08 June 2009

The importance of input representations

As some of you know, I run a (machine learning) reading group every semester. This summer we're doing "assorted" topics, which basically means students pick a few papers from the past 24 months that are related and present on them. The week before I went out of town, we read two papers about inferring features from raw data; one was a deep learning approach; the other was more Bayesian. (As a total aside, I found it funny that in the latter paper they talk a lot about trying to find independent features, but in all cog sci papers I've seen where humans list features of objects/categories, they're highly dependent: eg., "has fur" and "barks" are reasonable features that humans like to produce that are very much not independent. In general, I tend to think that modeling things as explicitly dependent is a good idea.)

Papers like this love to use vision examples, I guess because we actually have some understanding of how the visual cortex words (from a neuroscience perspective), which we sorely lack for language (it seems much more complicated). They also love to start with pixel representations; perhaps this is neurologically motivated: I don't really know. But I find it kind of funny, primarily because there's a ton of information hard wired into the pixel representation. Why not feed .jpg and .png files directly into your system?

On the language side, an analogy is the bag of words representation. Yes, it's simple. But only simple if you know the language. If I handed you a bunch of text files in Arabic (suppose you'd never done any Arabic NLP) and asked you to make a bag of words, what would you do? What about Chinese? There, it's well known that word segmentation is hard. There's already a huge amount of information in a bag of words format.

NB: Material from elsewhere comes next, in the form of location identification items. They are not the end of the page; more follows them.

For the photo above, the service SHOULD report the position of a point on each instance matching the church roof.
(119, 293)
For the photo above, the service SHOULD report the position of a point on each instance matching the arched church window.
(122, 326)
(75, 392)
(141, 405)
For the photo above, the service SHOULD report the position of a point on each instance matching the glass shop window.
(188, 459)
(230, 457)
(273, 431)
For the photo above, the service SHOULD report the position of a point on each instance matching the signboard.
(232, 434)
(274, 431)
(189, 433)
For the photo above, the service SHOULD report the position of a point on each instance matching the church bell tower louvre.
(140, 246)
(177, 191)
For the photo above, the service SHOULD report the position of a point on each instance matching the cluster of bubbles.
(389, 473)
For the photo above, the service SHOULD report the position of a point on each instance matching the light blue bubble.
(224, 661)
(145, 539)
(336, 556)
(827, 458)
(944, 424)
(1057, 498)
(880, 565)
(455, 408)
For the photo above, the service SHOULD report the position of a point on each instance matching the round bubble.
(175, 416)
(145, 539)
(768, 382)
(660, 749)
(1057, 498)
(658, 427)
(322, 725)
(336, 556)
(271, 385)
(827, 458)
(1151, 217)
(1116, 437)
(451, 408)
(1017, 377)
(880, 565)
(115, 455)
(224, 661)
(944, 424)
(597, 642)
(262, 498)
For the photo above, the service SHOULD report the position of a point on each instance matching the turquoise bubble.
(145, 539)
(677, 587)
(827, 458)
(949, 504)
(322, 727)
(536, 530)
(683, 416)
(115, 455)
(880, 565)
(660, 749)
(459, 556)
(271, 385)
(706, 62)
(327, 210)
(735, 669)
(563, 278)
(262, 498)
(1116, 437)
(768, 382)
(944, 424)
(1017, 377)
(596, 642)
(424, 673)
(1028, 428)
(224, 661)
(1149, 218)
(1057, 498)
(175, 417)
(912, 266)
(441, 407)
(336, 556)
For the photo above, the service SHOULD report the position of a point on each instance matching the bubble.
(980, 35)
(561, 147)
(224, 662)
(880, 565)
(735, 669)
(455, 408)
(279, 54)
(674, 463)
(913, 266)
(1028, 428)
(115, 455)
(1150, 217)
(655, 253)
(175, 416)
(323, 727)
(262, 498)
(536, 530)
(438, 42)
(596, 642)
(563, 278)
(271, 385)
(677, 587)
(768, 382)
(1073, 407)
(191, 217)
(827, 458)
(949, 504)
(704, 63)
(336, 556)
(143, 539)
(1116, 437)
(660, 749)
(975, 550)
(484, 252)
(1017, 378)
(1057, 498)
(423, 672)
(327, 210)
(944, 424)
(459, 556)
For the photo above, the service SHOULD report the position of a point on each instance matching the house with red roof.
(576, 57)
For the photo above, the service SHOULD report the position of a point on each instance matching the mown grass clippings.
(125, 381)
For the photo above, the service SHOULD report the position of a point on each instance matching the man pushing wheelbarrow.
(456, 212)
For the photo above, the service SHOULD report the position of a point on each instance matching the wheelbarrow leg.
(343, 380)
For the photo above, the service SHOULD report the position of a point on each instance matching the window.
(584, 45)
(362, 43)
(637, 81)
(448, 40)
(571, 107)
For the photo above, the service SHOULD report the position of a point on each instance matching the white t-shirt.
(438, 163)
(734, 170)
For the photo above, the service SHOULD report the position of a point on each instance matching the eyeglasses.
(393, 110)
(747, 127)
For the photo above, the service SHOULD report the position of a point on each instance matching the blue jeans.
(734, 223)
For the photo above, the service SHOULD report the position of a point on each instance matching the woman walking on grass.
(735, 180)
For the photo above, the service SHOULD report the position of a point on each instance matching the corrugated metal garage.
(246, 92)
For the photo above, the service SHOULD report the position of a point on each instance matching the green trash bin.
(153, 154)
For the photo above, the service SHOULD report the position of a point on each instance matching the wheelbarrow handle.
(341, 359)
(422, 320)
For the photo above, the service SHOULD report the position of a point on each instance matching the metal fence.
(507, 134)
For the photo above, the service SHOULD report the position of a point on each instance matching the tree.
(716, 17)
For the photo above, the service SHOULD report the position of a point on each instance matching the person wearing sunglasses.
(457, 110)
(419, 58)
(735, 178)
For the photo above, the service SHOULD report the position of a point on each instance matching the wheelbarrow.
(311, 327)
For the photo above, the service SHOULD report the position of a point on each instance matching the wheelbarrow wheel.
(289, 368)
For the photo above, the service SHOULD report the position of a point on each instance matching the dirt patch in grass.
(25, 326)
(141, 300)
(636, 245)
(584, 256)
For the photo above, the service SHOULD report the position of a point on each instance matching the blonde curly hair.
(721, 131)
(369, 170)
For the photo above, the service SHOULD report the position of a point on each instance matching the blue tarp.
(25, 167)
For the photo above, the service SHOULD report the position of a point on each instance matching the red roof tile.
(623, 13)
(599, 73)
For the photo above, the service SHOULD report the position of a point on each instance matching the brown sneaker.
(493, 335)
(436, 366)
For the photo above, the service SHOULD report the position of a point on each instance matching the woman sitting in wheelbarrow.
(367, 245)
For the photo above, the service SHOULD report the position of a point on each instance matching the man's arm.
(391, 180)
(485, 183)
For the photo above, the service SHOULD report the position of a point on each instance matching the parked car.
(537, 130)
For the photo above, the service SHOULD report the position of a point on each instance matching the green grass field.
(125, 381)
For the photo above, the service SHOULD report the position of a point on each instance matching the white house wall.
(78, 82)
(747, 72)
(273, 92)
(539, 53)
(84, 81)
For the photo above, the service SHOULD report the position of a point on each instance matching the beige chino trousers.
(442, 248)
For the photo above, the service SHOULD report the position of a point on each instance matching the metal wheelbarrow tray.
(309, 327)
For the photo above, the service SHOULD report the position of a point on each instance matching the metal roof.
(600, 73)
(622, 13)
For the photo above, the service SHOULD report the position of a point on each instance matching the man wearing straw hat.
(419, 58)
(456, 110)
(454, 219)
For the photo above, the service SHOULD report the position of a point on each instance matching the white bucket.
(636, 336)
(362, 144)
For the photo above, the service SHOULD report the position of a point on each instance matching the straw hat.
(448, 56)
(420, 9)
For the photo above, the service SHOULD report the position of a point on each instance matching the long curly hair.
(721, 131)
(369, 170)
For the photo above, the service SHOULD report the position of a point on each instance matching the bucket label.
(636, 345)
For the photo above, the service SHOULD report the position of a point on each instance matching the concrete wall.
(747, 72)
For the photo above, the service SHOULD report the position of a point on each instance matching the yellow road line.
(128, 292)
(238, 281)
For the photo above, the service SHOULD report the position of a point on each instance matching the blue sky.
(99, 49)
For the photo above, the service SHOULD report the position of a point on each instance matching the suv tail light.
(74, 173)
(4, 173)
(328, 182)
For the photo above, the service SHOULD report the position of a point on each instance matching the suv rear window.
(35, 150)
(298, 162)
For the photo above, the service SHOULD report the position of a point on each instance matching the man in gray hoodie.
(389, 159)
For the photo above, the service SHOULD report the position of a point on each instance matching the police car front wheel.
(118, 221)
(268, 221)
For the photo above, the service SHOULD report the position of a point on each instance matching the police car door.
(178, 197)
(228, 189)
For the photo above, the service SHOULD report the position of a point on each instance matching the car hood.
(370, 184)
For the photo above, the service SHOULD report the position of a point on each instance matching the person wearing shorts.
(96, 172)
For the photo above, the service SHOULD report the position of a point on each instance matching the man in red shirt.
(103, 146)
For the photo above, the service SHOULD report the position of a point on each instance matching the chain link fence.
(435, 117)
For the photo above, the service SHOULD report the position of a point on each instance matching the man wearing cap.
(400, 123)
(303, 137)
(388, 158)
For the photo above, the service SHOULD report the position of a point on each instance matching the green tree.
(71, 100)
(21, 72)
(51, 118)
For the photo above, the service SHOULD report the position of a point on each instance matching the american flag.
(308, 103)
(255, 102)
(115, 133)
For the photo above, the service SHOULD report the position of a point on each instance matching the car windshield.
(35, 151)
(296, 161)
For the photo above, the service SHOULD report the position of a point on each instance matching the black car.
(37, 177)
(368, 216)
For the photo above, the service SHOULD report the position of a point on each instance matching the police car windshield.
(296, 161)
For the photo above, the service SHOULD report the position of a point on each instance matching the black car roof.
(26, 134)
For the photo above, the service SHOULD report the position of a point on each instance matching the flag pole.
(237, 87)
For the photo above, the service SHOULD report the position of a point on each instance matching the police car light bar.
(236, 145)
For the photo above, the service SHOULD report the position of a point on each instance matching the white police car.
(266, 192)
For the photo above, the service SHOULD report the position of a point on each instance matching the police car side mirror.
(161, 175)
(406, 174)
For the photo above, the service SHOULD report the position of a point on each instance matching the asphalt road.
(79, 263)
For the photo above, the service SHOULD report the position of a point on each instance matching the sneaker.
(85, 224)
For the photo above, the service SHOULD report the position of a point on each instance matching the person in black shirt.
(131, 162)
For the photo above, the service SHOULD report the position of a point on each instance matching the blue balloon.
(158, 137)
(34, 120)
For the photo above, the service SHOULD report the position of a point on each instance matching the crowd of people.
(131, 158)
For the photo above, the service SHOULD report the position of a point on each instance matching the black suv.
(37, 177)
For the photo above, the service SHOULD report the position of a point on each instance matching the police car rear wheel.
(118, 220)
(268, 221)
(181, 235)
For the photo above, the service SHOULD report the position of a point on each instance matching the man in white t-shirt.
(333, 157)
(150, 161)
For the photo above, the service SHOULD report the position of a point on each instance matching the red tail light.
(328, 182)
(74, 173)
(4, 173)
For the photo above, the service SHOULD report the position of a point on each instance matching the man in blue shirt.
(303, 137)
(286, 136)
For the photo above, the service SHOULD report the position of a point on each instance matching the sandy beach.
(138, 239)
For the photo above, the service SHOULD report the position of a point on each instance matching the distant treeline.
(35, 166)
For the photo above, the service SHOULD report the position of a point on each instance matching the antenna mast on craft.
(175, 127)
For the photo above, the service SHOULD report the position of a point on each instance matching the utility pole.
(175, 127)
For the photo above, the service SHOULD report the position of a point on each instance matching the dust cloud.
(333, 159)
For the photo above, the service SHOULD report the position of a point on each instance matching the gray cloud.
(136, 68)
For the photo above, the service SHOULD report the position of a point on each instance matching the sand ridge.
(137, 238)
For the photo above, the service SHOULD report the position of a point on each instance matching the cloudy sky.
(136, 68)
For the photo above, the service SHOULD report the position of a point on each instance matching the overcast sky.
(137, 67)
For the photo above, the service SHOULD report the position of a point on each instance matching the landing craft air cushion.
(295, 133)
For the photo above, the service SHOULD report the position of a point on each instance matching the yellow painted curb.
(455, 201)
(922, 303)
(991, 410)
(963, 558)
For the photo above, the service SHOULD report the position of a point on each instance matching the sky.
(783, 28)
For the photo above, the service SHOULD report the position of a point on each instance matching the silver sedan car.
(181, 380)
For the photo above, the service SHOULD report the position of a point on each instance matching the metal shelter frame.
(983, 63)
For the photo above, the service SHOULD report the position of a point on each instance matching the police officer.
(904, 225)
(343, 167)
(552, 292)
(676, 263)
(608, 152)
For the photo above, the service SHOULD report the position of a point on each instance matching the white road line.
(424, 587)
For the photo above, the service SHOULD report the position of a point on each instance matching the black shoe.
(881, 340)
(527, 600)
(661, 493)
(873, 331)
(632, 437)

The question is: does it matter?

Here's an experiment I did. I took the twenty newsgroups data (standard train/test split) and made classification data. To make the classification data, I took a posting, fed it through a module "X". "X" produced a sequence of tokens. I then extract n-gram features over these tokens and throw out anything that appears less than ten times. I then train a multiclass SVM on these (using libsvm). The only thing that varies in this setup is what "X" does. Here are four "X"s that I tried:
  1. Extract words. When composed with extracting n-gram tokens, this leads to a bag of words, bag of bigrams, bag of trigrams, etc., representation.
  2. Extract characters. This leads to character unigrams, character bigrams, etc.
  3. Extract bits from characters. That is, represent each character in its 8 bit ascii form and extract a sequence of zeros and ones.
  4. Extract bits from a gzipped version of the posting. This is the same as (3), but before extracting the data, we gzip the file.
The average word length for me is 3.55 characters, so a character ngram with length 4.5 is approximately equivalent to a bag of words model. I've plotted the results below for everything except words (words were boring: BOW got 79% accuracy, going to higher ngram length hurt by 2-3%). The x-axis is number of bits, so the unigram character model starts out at eight bits. The y-axis is accuracy:
As we can see, characters do well, even at the same bit sizes. Basically you get a ton of binary sequence features from raw bits that are just confusing the classifier. Zipped bits do markedly worse than raw bits. The reason the bit-based models don't extend further is because it started taking gigantic amounts of memory (more than my poor 32gb machine could handle) to process and train on those files. But 40 bits is about five characters, which is just over a word, so in theory the 40 bit models have the same information that the bag of words model (at 79% accuracy) has.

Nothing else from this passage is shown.